Nouvelle de Nicolas Jolivalt
Chapitre 8.
Je deviens hôte d’accueil. Répondre au téléphone, sourire. Je rêve d’ailleurs. Adieu philosophies et littératures. L’écriture et la peinture deviennent mon oxygène. Je caresse les burn-outs. En douceur, j’attends le summer. Mon mois d’août.
Les couteaux s’absentent de mes cauchemars. A leur place, les médicaments prennent possession de mes idées. Macabres mais colorées. Toutes les formes y sont représentées. Farandole chimique. Clinique. Je me cache sous leurs molécules. Sur ma lune, j’hulule.
Mon travail m’ennuie. On me confie des tâches dépourvues de sens à mes yeux. J’envie mes collègues dans leur fonction. Mais pourquoi ai-je arrêté mes études, ma formation ?
Le poste d’accueil se résume à sourire, à n’être qu’une potiche. Les heures passent lentement. Elles pompent mon énergie et mon intelligence.
Le Lexomil est ma seule chance.
Je m’exile de mon équipe. Je saute les repas. Les pauses me permettent de pleurer. Je prie pour reperdre pied. Les ombres ne se pressent pas. Je prends le fric et le temps s’en va.
Au moindre faux pas dans mon travail, on me convoque. Les mots se valent. Je m’en moque. Les phrases ricochent, se ponctuent, s’étalent. S’’entrechoquent. Champ de bataille. Mon corps se fixe dans la mitraille.
Les ombres ricanent. Les oiseaux déploient leurs ailes. Fuite éternelle. Afin de me protéger des dangers, je mets mon bonnet d’âne.
Je tente de m’échapper en regardant par la fenêtre. L’avenue change de couleurs au rythme des saisons. Je rêve de voir le temps disparaître ainsi que mes humeurs d’abandon. Des documents jonchent mon bureau, feuilles volantes à l’automne. Je les regarde sans grande conviction jusqu’à ce qu’on me l’ordonne.
Le téléphone sonne. Langage normalisé. Articulation. Amabilité. Robotisation.
La répétition à outrance envahit mon quotidien. Mon urgence, c’est de fuir mon gagne-pain.
On passe devant moi sans un regard. Lorsque je pars, pas d’au-revoir. Je me sens transparent. Sur mon bureau, un coupe-papier perlé de sang.

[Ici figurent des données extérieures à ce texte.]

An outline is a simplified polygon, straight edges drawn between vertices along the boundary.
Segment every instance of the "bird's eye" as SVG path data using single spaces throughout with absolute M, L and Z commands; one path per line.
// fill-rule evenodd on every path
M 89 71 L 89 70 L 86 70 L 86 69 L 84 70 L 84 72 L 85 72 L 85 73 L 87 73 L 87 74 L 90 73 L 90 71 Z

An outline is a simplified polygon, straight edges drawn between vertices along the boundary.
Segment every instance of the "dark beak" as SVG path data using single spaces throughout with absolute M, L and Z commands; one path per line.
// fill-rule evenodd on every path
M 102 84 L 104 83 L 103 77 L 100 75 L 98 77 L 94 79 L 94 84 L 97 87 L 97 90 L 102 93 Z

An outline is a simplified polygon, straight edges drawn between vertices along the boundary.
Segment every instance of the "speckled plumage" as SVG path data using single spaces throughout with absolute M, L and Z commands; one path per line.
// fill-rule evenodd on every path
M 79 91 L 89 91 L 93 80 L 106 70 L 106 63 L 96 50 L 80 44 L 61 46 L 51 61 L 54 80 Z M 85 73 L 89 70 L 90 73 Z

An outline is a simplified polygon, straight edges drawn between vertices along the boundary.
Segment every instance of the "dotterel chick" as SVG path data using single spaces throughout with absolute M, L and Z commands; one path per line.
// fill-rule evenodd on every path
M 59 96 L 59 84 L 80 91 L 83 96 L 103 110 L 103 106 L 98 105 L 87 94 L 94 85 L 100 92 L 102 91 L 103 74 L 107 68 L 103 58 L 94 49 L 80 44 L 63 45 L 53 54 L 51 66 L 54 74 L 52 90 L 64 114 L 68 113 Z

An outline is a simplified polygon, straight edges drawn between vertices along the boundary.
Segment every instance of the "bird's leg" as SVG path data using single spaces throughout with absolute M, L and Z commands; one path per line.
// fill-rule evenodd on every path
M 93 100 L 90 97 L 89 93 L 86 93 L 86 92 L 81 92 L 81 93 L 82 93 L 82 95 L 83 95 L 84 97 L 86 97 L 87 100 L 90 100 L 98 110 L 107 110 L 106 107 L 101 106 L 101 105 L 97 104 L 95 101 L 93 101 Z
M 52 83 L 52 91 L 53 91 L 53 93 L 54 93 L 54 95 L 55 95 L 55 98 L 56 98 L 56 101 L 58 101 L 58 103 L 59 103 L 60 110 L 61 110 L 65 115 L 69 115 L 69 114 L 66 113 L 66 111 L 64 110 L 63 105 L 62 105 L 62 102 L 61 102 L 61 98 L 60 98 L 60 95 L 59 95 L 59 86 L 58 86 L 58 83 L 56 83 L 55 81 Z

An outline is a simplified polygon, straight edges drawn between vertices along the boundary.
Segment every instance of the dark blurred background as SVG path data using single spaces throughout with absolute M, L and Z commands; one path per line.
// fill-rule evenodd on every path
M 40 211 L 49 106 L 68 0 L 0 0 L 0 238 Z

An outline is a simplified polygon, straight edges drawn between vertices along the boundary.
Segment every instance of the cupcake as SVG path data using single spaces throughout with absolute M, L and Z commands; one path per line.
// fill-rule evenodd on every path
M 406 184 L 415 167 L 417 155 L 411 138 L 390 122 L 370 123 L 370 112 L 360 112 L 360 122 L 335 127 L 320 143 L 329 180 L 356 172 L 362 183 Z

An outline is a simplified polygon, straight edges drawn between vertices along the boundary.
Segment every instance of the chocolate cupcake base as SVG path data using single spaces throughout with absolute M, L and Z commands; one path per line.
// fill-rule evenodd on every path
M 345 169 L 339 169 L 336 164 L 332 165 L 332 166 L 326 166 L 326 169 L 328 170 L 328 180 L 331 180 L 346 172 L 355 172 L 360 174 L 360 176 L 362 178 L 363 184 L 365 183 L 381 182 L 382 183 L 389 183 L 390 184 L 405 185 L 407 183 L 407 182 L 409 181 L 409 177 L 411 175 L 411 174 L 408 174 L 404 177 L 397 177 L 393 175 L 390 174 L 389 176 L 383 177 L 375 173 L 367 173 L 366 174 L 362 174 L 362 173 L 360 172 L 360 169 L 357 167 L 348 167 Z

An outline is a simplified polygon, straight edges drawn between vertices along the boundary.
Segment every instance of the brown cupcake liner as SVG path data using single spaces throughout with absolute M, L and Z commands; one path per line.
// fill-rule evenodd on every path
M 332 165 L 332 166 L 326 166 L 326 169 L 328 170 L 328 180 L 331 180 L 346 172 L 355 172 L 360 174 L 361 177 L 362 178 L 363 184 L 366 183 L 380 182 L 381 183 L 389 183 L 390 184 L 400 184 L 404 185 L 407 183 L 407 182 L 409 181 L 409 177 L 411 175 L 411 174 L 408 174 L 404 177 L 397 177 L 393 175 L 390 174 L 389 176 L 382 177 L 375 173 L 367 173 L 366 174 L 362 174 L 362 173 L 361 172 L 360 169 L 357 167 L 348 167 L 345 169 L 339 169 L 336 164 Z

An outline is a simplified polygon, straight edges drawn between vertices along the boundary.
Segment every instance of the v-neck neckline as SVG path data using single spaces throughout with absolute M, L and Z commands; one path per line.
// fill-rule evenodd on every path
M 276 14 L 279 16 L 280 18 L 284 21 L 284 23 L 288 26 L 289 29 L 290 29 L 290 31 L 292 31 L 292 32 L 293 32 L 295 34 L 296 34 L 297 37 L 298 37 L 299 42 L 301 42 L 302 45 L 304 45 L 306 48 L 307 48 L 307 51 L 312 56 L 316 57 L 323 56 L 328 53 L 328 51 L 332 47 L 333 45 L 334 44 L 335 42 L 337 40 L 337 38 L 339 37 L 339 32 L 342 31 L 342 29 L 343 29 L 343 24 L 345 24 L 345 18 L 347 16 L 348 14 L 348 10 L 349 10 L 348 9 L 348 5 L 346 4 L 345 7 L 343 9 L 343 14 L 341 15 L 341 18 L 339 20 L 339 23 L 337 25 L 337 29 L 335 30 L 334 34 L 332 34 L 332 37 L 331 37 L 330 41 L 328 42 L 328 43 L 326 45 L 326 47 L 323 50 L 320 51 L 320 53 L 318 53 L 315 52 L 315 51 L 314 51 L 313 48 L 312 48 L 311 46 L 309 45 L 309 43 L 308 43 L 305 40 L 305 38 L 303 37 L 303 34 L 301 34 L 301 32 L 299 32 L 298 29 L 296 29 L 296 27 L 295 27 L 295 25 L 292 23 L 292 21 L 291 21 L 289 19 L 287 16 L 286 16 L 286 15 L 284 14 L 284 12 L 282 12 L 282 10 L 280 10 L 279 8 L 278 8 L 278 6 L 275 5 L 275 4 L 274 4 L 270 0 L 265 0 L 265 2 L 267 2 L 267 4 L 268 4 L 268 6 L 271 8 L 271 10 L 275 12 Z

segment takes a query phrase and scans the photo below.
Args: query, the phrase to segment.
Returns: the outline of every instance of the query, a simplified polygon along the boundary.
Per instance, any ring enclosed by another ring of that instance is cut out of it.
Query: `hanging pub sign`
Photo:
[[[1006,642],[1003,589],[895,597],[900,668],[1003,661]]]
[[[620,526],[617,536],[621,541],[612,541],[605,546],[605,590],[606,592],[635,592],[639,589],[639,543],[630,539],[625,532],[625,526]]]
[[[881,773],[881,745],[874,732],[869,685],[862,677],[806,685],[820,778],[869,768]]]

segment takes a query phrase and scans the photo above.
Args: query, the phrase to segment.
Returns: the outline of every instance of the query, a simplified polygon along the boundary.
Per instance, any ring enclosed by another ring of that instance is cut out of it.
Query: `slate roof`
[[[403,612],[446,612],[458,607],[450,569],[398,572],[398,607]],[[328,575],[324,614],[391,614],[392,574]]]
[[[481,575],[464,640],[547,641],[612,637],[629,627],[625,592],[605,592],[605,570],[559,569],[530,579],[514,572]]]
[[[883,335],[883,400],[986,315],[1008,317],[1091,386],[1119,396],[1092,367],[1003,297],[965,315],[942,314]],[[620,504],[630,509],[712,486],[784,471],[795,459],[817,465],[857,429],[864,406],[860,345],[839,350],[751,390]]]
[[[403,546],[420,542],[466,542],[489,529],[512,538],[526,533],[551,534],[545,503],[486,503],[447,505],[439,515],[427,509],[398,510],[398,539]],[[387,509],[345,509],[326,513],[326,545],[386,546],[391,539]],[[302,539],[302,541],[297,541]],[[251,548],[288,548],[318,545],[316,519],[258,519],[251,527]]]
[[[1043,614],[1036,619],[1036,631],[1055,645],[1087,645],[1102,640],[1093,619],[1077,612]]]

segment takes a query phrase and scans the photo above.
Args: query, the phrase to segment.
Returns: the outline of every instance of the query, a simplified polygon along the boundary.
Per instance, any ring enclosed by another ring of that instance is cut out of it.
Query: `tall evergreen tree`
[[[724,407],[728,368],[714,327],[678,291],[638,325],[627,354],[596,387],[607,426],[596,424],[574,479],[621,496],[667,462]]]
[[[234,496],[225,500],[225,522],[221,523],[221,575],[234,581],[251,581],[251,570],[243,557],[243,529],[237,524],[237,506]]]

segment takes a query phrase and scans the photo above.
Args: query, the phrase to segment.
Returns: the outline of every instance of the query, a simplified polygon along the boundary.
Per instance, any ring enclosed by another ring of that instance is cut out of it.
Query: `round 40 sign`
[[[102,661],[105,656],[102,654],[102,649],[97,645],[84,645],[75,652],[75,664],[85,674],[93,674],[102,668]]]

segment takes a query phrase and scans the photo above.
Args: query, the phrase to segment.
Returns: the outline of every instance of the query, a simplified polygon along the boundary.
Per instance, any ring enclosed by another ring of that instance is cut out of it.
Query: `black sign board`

Les diables malins glissent sur mon ombre. Ils la piétinent. Ma conscience tiraillée entre le souffle de vie et le suicide. Les nuages noirs surgissent. Leur ciel s’effondre et gronde.
L’éternel n’existe pas, l’éphémère me tend les bras. A quoi sert de vivre sur Terre, si ce n’est pour y décrire l’Enfer ? Des cachets dans ma poche. La fin s’approche. Présent à mon poste, les ombres m’accrochent, me réconfortent.
Je me réveille. Sanglé dans une chambre d’hôpital. J’ai mal. Je baigne dans mon sang. Mon corps se découpe. La Lune s’empourpre.
Les cloches de la ville me tirent de mon sommeil. Sonorité familière. Recroquevillé dans mon lit, je suis épuisé de ces insomnies. Je me lève, une boule dans le ventre. Je me prépare. Heure tardive. Dans le métro, je suis en retard. Je m’attends à des reproches. Ma vie est moche.
« Alerte à la bombe ». Je souhaite que mon wagon explose. M’ecstasy devant mes ombres. Déflagration. Le sang coule. Horreur parmi la foule. Si Dieu existe, pourrait-Il m’ouvrir ses portes ? Sortie de secours. Exit.
Sonnerie. Les portes se referment, nous repartons entassés. Je descends enfin à Ternes, émotions terrassées. L’avenue de Wagram polluée. J’en profite pour fumer.
Pluie. Ses eaux troublent l’horizon. Aquarelle parisienne. Je me dilue, m’efface sur le béton. Envie diluvienne.
Journées longues. Monotonie. Phrases assassines. Les heures s’allongent.
Mes mains tremblent. La colère monte. Mon cœur bat à tout rompre. Les mots s’étranglent. Des larmes lapidées. Le coupe-papier dans ma gorge. Je m’exsangue. Mon sang étrange gicle sur le clavier. Je m’étrangle. A la règle, je déroge.
Le téléphone sonne. Réveil brutal. Atmosphère familière. Professionnelle. Mon état détonne. Ce monde est gris et ennuyeux. Artiste somnambule, je clown dans la rue et j’écris dans ma nuit. Inconscience de mon état. Des menaces me pressent. Je me mets à nu. Artiste autiste envieux. Des visions d’horreur et de gaieté m’oppressent. Ma lâcheté s’exécute.